Re: Problem involving NDSolve
- To: mathgroup at smc.vnet.net
- Subject: [mg86851] Re: Problem involving NDSolve
- From: "David Park" <djmpark at comcast.net>
- Date: Sun, 23 Mar 2008 01:03:28 -0500 (EST)
- References: <fs26qf$9l$1@smc.vnet.net>
I posted a solution to this problem on 12 March 08. -- David Park djmpark at comcast.net http://home.comcast.net/~djmpark/ "Grandpa" <acloninger at wustl.edu> wrote in message news:fs26qf$9l$1 at smc.vnet.net... > So here's my dilemma. I am trying to solve a differential equation with > complex roots.
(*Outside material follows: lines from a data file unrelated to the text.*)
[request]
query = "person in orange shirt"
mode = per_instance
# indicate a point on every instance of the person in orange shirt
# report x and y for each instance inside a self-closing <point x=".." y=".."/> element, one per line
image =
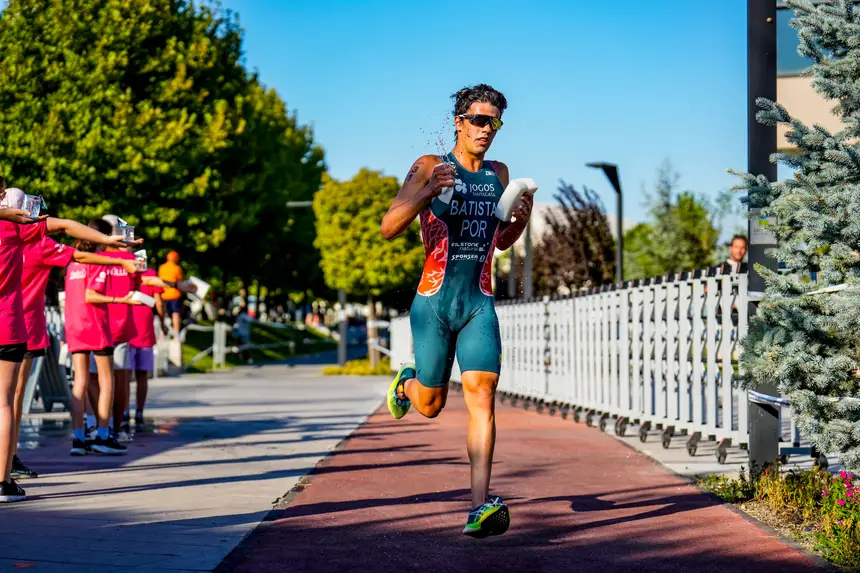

Mathematica is taking the incorrect root at certain points > when the function crosses over itself. I generated a set of all points at > which this occurs. The set is > > ProblemList={2.8, 5.599, 8.398} > > I now want to use these points in a function. My function is > > ComplexRoot[t_]:= If[Abs[t - ProblemList[[1]]] > .01 && Abs[t - > ProblemList[[2]]] > .01 && Abs[t - ProblemList[[ 3]]] > .01, > Evaluate[I*(2 + 1/2)(I*x[t])^(1 + 1/2)], Evaluate[p'[t - .01]]] > > The goal here is to have Mathematica take the correct root for all t other > than the problem t values, and at those t values simply continue in the > direction it was heading previously. So I want to then plug into the > differential equation > > solution=NDSolve[{x'[t] == 2p[t], x[0] == 0, p'[t]==ComplexRoot[t], p[0] > == 1}, > {x, p}, {t,0,10}, WorkingPrecision -> 30, MaxSteps -> Infinity][[1]]; > > and not get an error. Right now it gives me an error saying that I > haven't "literally matched the independent variables." > > If it works, the following graph should have two loops and look like an > infinity sign with one of the loops being smaller than the other. > > ParametricPlot[{Re[p[t]] /. solution, Im[p[t]] /. solution}, > Evaluate[{t,0,10}],PlotRange -> {{-2, 2}, {-2, 2}}] > > What can I do to fix this issue? Any and all help is greatly appreciated. > > Thanks, > Alex >